27 December 2014
Christmas Through the Years, Gladys Hasty Carroll
I remember seeing this author's books in the library as a child; they were what today we would call "chick lit," or more likely "domestic dramas." However, they were a cut above the usual; apparently one of Ms. Carroll's books lost out on a Pulitzer Prize to The Good Earth. But I found this book in the Christmas rack of the Friends of the Library book sale, and the price was right...
...and I loved it. This isn't the kind of rubbish they write today about divorce and adultery and affairs; oh, the families in these short stories have problems, but they're homelike problems of growing up, losing a family member, growing older, trusting one's child's spouse to do the correct thing, etc. The first four pieces are charming examples of how farm- and middle-class folk celebrated the Christmas season before and during World War I. "Christmas 1922" is notable because it is taken from the author's own diary and talks about Christmas in her home, with much nostalgia about telephone party lines.
"Christmas 1946" is a reprint of one of her most famous stories, a Christmas novella called While the Angels Sing, about a widowed mother who is staying with her daughter and her family for Christmas and learning many things about her son-in-law and her grandchildren, still thinking about her son, who survived World War II, but never came home. I couldn't wait to turn the pages to see what had happened with the daughter and her best friend, the older brother who had a crush on the snobby daughter of a neighbor, the younger brother who was so independent, yet so caring of his little sister, or if the janitor would really turn on the heat in the church for the Christmas pageant!

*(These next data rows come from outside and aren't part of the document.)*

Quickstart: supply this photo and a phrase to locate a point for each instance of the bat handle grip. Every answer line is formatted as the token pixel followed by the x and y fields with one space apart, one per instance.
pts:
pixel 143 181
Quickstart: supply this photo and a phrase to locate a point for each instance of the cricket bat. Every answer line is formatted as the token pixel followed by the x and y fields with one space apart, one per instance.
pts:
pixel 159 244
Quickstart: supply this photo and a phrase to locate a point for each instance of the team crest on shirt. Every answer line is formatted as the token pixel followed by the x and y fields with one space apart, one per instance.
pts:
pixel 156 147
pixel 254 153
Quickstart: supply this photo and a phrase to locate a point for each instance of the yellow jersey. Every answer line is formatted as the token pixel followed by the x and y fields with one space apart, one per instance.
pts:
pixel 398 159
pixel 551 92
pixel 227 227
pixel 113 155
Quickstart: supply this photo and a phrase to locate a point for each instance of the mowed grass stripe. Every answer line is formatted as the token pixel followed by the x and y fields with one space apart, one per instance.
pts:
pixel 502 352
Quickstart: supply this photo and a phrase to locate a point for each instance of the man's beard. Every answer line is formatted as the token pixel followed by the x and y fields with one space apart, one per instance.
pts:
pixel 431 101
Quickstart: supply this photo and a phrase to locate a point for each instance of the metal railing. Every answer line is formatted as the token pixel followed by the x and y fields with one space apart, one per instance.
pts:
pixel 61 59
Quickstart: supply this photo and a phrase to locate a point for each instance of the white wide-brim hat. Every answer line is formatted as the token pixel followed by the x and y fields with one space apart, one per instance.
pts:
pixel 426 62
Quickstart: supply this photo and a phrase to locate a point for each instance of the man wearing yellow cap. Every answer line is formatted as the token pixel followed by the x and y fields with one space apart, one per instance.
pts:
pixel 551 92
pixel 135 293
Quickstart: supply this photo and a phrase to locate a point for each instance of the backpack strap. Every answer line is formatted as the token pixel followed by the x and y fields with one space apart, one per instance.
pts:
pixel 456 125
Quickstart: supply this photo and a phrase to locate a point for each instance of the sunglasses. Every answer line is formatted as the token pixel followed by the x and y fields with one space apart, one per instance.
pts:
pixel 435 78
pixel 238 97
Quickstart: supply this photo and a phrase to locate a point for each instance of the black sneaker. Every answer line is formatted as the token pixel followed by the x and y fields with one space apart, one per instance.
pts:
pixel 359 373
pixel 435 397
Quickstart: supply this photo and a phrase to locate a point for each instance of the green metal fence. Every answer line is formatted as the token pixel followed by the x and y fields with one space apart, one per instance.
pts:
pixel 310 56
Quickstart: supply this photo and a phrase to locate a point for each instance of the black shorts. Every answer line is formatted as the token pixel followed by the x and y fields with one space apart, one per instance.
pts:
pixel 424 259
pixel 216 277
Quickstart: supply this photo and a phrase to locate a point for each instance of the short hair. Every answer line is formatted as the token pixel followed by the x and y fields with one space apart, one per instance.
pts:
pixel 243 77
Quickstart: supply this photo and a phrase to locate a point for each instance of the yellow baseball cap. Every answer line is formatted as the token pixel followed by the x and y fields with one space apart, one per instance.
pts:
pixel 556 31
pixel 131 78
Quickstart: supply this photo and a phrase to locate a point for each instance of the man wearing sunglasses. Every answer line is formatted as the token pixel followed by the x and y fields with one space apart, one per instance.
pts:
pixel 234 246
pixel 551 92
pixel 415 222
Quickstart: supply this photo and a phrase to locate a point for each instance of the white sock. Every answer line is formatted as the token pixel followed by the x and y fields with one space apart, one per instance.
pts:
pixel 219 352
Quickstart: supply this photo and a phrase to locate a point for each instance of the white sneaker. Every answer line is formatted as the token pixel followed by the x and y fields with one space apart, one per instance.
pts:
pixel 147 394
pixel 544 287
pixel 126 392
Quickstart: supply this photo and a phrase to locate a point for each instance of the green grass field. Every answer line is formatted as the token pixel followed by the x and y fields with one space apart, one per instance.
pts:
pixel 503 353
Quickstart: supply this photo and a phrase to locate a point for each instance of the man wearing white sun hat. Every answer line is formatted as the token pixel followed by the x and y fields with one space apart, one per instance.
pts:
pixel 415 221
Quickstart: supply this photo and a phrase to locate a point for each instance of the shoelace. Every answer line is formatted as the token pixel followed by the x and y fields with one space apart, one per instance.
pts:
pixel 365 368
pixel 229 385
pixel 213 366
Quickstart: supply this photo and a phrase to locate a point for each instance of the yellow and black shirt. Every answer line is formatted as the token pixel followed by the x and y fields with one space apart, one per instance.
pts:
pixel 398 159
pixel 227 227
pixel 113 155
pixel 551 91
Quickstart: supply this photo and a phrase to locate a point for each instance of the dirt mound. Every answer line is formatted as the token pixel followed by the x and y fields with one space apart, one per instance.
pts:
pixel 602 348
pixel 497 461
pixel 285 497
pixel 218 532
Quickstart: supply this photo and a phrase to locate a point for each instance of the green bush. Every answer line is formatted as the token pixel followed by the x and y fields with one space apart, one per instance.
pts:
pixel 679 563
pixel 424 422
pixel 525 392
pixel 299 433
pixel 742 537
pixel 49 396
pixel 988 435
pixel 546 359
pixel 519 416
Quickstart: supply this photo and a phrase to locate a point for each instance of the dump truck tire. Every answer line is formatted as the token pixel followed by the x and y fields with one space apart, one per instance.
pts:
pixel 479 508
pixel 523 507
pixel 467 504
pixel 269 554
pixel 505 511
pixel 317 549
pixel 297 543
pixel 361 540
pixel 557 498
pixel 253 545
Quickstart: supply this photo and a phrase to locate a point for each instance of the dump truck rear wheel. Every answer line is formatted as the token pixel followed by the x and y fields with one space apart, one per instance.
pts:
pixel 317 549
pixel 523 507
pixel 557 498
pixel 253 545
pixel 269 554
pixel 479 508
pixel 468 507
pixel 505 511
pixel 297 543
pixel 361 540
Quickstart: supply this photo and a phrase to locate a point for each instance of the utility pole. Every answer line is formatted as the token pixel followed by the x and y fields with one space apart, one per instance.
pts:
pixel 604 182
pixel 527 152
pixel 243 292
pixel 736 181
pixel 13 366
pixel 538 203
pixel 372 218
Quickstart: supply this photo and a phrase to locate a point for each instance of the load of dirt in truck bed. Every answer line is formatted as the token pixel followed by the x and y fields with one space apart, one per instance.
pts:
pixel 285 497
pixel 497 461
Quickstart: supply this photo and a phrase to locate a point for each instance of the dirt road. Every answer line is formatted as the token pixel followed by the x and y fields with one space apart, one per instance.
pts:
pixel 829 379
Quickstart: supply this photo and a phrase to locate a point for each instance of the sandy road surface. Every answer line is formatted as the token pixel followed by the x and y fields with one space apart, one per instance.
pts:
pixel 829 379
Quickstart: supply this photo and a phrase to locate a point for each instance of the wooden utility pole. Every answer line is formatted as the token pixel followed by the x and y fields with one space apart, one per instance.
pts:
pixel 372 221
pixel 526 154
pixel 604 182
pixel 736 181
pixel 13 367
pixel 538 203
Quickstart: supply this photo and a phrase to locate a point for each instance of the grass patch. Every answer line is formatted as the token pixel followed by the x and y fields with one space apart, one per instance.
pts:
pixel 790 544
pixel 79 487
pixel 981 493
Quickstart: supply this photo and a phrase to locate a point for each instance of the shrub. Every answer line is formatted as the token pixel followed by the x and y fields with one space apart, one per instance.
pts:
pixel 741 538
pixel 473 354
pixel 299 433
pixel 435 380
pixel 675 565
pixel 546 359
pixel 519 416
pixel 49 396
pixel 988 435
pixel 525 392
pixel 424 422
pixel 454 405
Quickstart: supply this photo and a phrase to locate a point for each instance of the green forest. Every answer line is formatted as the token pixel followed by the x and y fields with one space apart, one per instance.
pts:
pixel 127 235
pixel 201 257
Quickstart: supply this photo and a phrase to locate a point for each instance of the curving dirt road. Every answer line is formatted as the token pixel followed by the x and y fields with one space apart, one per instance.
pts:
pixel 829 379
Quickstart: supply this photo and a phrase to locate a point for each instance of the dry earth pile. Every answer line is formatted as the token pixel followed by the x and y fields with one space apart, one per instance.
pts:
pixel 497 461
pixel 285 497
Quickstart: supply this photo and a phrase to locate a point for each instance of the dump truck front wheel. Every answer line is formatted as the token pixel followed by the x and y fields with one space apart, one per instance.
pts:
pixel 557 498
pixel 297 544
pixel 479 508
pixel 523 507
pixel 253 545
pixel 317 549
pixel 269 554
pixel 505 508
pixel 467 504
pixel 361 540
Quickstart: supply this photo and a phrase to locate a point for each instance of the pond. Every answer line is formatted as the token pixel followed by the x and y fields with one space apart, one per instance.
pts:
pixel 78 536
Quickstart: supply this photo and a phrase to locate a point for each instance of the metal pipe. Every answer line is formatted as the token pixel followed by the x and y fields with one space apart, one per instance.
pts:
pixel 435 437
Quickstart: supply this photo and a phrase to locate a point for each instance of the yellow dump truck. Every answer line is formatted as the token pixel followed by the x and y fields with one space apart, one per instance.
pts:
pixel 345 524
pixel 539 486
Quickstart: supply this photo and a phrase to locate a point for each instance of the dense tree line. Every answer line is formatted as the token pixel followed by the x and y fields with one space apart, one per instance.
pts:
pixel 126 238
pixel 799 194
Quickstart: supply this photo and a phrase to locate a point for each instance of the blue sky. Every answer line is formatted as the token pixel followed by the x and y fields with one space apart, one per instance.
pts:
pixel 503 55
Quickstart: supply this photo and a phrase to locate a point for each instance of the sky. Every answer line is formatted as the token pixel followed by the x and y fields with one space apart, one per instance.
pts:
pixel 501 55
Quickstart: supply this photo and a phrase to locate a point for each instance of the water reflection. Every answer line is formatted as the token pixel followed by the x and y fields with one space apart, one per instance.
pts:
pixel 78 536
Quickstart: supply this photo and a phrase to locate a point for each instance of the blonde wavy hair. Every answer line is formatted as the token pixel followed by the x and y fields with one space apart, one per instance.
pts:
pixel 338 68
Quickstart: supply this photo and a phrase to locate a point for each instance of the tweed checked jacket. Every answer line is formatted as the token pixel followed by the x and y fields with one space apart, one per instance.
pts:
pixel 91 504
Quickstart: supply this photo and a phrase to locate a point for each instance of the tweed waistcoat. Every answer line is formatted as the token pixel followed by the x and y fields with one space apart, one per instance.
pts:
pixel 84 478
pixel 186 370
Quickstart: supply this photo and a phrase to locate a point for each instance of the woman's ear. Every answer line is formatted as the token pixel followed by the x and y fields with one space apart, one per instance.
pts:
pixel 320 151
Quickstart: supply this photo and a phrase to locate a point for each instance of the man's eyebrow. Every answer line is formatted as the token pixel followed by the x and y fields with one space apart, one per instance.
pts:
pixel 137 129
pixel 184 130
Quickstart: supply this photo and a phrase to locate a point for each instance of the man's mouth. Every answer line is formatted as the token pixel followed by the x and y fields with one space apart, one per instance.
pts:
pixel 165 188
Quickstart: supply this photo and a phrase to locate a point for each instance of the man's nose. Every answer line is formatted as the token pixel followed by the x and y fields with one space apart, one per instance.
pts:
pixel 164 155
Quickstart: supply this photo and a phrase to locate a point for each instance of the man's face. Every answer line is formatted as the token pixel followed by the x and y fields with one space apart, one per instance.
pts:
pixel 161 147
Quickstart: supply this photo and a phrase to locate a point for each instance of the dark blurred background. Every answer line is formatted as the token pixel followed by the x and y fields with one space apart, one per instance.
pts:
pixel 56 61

"Christmas 1949" is yet another novella, Christmas With Johnny, the sweet story of a nine-year-old boy who feels left out at home, at church, at school. His parents give up his beloved farm, so that he has to move away from his only friend, a little girl (a fact he is teased about in school and by his father), and when it looks as if he may have found a secure place in Sunday School, he's teased about that as well, and bullied at school. It takes a crisis for his parents and his teachers to discover how alone he actually feels.
The other stories were lovely as well, but I liked the two novellas the best. If you enjoy stories about families at Christmas, with strong family values and Christmas cheer, you would do well to look up this book.